According to its proposal, Blackstone will offer more than $14.25 per share to existing shareholders who want to cash out. Shareholders who wish to participate in the “ongoing upside of the company” will receive shares valued in excess of $14.25 as part of the deal, according to the private equity giant. Under Blackstone’s plan, Dell would continue to be publicly traded on the NASDAQ stock exchange. Blackstone would still need to line up financing for the deal, but said it has received a letter from Morgan Stanley supporting the firm’s ability to raise the needed debt financing for the deal.
Several reports have suggested that Blackstone could seek to spin-off Dell’s financial services unit, which provides loans to Dell consumers, in a transaction that could fetch $5 billion and help pay for the overall deal. (Private equity firms frequently break up their targets, believing that the constituent parts are more valuable than the intact firm itself.) GE Capital is said to be interested, but Michael Dell has reportedly objected to that idea.

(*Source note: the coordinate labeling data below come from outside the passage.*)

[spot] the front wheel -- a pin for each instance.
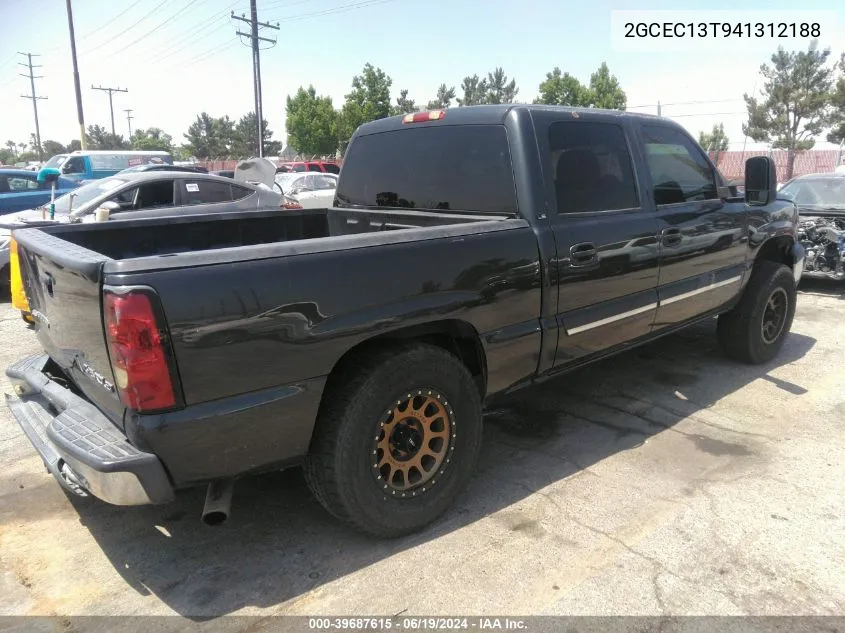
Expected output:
(755, 330)
(396, 441)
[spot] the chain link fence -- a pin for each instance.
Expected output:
(732, 163)
(229, 163)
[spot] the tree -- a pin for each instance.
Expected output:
(499, 89)
(563, 89)
(208, 137)
(605, 91)
(98, 138)
(152, 139)
(404, 105)
(51, 148)
(475, 91)
(715, 141)
(837, 133)
(311, 123)
(443, 99)
(369, 100)
(795, 102)
(244, 137)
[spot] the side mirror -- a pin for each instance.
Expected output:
(761, 183)
(48, 174)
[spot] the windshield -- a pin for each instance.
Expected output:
(816, 193)
(84, 195)
(57, 161)
(288, 180)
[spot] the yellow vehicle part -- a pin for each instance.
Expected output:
(19, 299)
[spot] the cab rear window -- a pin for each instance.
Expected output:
(449, 168)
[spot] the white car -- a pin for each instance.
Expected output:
(311, 189)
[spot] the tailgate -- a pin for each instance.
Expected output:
(63, 284)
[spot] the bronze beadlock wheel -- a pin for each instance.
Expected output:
(413, 443)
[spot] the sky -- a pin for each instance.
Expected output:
(178, 58)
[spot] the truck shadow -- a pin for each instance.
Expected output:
(822, 287)
(279, 544)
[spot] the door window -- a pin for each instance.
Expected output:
(679, 171)
(206, 192)
(155, 195)
(325, 182)
(74, 165)
(592, 168)
(240, 192)
(454, 167)
(21, 183)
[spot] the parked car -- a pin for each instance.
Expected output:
(142, 195)
(164, 167)
(20, 189)
(312, 191)
(821, 203)
(309, 165)
(465, 259)
(96, 164)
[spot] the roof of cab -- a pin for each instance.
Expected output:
(495, 114)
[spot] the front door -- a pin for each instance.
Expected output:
(606, 269)
(703, 234)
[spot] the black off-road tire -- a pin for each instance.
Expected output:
(741, 331)
(339, 468)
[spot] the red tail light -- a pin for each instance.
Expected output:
(419, 117)
(138, 354)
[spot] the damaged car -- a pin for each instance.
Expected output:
(820, 199)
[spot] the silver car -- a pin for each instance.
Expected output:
(131, 196)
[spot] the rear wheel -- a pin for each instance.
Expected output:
(397, 441)
(755, 330)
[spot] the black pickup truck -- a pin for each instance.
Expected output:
(469, 252)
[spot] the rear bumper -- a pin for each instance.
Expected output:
(80, 445)
(798, 259)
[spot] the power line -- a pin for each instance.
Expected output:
(341, 9)
(173, 49)
(114, 19)
(34, 98)
(256, 66)
(128, 28)
(156, 28)
(111, 106)
(654, 105)
(129, 118)
(212, 52)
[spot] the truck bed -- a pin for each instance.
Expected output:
(178, 236)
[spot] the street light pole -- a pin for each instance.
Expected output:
(76, 86)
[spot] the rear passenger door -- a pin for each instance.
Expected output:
(703, 233)
(148, 199)
(204, 196)
(606, 238)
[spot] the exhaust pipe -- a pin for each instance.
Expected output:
(218, 501)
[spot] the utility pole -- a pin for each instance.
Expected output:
(79, 116)
(129, 118)
(256, 64)
(34, 98)
(111, 105)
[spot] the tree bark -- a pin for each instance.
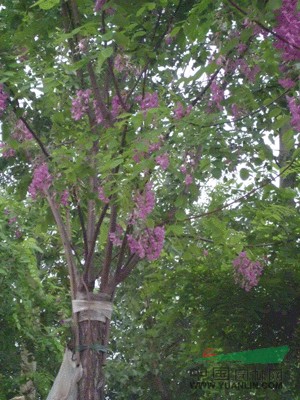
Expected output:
(94, 336)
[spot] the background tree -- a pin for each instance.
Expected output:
(103, 126)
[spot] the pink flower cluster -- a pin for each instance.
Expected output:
(13, 224)
(99, 4)
(235, 111)
(180, 111)
(3, 99)
(246, 70)
(7, 152)
(288, 27)
(250, 73)
(187, 169)
(101, 195)
(116, 237)
(116, 107)
(21, 132)
(217, 95)
(149, 245)
(286, 83)
(145, 202)
(98, 113)
(246, 272)
(145, 242)
(64, 198)
(148, 101)
(152, 147)
(163, 161)
(41, 181)
(80, 104)
(295, 111)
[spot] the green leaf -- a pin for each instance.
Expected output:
(46, 4)
(244, 173)
(103, 56)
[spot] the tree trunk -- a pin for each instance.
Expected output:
(91, 385)
(94, 337)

He plans to meet with Blackstone, which has encouraged the founder to include his 14% stake in any transaction.
Icahn, meanwhile, has proposed paying $15 per share for 58% of Dell, in a deal that will involve Icahn injecting a total of $5 billion into the company. The remaining 42% of the company would move forward as a publicly traded “stub.” Icahn already owns $1 billion worth of Dell shares, and argues that many shareholders want to remain as investors. Late Monday, word emerged that Icahn plans to review Blackstone’s offer and might consider working together with the private equity giant in a joint bid.
As the bidding war plays out, the process looks likely to benefit existing Dell investors, Sterne Agee analyst Shaw Wu told the AP. “What is going on now is quite good for Dell shareholders,” Wu said. “It’s a bit like a bailout.”